Manny Waks took a razor on the plane bound for Israel and shaved his whiskers after takeoff.

He hoped the journey and clean-shaven face would deliver him not only from his community in Melbourne but from the Ultra Orthodox sect that so reminded him of the sexual abuse he had endured as a boy.

He tried to forget Jewish holidays, customs, language. The abuse had erased his childhood innocence and taken from him his larger identity in the world.

After years of trying to deal with the perpetrators of his abuse in private, Manny Waks blew the whistle on the pedophiles who preyed on him and others at Melbourne’s Yeshiva Centre in 2011.

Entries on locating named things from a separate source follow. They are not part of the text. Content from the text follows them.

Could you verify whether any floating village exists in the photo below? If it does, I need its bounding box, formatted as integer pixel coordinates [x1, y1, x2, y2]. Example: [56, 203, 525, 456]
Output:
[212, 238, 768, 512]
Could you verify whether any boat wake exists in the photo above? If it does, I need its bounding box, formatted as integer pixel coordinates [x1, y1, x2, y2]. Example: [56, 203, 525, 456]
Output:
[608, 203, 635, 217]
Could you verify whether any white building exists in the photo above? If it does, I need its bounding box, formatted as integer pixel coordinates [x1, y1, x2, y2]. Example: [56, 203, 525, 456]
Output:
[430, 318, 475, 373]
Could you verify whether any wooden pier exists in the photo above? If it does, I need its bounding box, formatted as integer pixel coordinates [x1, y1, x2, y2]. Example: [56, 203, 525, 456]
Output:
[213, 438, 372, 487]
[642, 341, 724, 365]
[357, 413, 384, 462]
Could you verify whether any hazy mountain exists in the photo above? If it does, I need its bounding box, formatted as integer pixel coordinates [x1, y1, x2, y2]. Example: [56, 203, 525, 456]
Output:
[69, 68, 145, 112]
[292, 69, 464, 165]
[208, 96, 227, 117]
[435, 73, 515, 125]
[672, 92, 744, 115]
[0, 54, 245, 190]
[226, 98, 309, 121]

When the centre’s leaders were called before the Royal Commission into Institutional Responses to Child Sexual Abuse, it became the most watched public hearing, jarring an international Jewish community now confronted with abuse and cover-ups, as with the Catholic Church before it.

What happened next forms the title of Mr Waks’s memoir — Who gave you permission? — co-written by journalist Michael ­Visontay.

Rabbi Zvi Hirsch Telsner aimed a sermon at Manny’s ­father, saying: “Who gave you permission to tell anybody?”

“In my own experience and certainly other victims, too, we felt at least as traumatised by the response from the institution as we did by the abuse itself,” Mr Waks, 40, told The Australian.

“It was unfortunate because I became accustomed to the ­intimidation and the defamation that went my way.”

Long before he went public, at 18 Mr Waks boarded that flight for Israel. “I shed everything I possibly could, both physically and spiritually, from my identity. I not only removed it from my life, I fought it — I forced myself to forget Jewish holidays and practices.”

He found little solace in Israel, where he lived and served in the defence force, nor in his return to Australia. His parents still lived across the road from the Yeshiva Centre. “The difference between Judaism and many other religions, to me, is that Judaism is so much more. It is a culture, a ­history, a language,” he said.

“So when I came back home, I couldn’t get outside it. I wondered, where would I send my child to kindergarten?”

Mr Waks, who is married with three children, founded Tzedek, a local organisation aimed at eradicating child abuse from the Jewish community, and took his efforts global with Kol v’Oz, a foundation he oversees.

One of his abusers lives in New York, sheltered by the Ultra Orthodox Chabad and he has identified issues with Israel’s “Right of Return” for Jews.

“Israel is becoming a refuge for Jewish pedophiles and that is a big concern,” he said.

On Friday, the Yeshiva Centre apologised to Mr Waks.